E il furore del flop non risparmia nemmeno la Rai, e i venerati maestri, con il clamoroso flop dell’annuale varietà di Antonello Falqui, che non arriva a conclusione. È un vero terremoto: le regole del successo e del fallimento sono cambiate, diventano “scientifiche”, coinvolgono i nascenti dipartimenti marketing e sofisticate elaborazioni. Alla timidezza subentra l’entusiasmo, e presto il dettame mattutino dei dati di ascolto è l’unica legge, la moneta corrente dell’industria, lasciando sul campo vittime eccellenti: autori, conduttori, format. Non è un caso, allora, che gli anni Novanta della tv italiana siano l’ultimo grande serbatoio in cui si è creato un immaginario condiviso di massa, forgiando duraturi successi e insieme sancendo memorabili flop (dal Fantastico con Montesano agli inciampi di Fiorello, Ambra, Baudo, etc.).

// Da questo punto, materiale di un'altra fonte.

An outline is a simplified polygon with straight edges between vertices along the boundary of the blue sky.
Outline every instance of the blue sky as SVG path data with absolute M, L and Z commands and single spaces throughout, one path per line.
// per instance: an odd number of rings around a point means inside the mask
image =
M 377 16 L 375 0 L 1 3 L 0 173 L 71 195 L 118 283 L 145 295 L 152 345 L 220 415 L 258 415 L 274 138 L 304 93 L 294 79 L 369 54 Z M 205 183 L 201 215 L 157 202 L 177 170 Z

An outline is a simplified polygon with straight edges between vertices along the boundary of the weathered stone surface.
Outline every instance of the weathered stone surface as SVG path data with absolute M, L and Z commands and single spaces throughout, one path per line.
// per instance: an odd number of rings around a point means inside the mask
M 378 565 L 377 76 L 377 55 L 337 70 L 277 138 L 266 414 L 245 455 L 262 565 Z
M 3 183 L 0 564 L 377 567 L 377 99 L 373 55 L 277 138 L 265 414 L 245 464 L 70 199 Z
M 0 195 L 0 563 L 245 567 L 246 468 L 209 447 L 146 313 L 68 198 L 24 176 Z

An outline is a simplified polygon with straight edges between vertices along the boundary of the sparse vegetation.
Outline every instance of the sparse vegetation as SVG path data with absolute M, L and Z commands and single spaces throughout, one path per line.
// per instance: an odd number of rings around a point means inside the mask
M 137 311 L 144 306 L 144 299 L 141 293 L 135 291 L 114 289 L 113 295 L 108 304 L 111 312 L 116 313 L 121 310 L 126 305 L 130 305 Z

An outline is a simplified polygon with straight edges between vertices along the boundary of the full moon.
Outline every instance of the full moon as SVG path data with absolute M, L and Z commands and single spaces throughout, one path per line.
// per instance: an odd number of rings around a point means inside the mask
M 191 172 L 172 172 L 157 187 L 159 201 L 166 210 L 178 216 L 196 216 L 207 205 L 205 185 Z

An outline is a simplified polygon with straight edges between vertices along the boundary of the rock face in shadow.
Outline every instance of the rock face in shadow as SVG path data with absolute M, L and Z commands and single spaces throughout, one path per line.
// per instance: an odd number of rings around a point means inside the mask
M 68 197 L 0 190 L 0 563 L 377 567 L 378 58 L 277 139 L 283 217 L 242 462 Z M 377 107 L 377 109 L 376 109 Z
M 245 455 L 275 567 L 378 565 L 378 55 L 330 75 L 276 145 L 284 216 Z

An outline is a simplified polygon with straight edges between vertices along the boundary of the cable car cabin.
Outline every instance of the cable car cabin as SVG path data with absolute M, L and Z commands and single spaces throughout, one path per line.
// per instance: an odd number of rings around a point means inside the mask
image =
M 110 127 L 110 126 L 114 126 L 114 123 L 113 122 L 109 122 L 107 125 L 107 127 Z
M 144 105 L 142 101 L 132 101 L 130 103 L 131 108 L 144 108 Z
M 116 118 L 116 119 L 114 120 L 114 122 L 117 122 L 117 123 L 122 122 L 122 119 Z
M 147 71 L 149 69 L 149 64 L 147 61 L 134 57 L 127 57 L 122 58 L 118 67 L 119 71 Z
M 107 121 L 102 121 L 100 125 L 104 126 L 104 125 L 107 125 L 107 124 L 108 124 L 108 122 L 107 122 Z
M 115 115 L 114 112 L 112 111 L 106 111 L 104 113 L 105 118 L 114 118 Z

Con il cambio di millennio, con la pay tv e il multichannel digitale, con la moltiplicazione delle offerte e piattaforme e la compiuta convergenza che porta la televisione dappertutto, con l’abbondanza di testi e narrazioni e la scelta sempre disponibile dell’on demand, gli strascichi della terza fase si mescolano a una quarta ondata nel rapporto tra la televisione italiana e il flop. Le cose cambiano, ancora una volta. La linearità della scienza, dei dati e del marketing lascia il posto (nel dietro le quinte e nei comunicati stampa) a considerazioni sempre relative. La ricchezza di proposte diluisce l’impatto del singolo errore. Si prova, si sbaglia, si dimentica. Da un lato, la televisione fa tesoro di quanto ha imparato sul fallimento lunga tutta la sua storia, in una sincronia di considerazioni appartenenti a fasi diverse, e i flop insieme aumentano di numero e perdono di intensità. Dall’altro, sono proprio i player più innovativi (si pensi a Netflix) a far loro quel consapevole oblio che caratterizzava la Rai degli inizi, nascondendo i valori assoluti e affidando solo a una raccolta attenta di indizi la “prova” di uno sbaglio (o un successo).

Una possibile tipologia

1. Flop endogeni

Manifesto o nascosto, rumoroso o in sordina, il flop accompagna tutte le evoluzioni della televisione, italiana e internazionale. Non ci sono regole valide per sempre, e nel corso degli anni emergono contraddizioni e forti casualità. La stessa parola, flop, è spesso uno stratificato termine-ombrello e da lì si può partire allora per tentare di articolare una tipologia, un elenco di fattori. 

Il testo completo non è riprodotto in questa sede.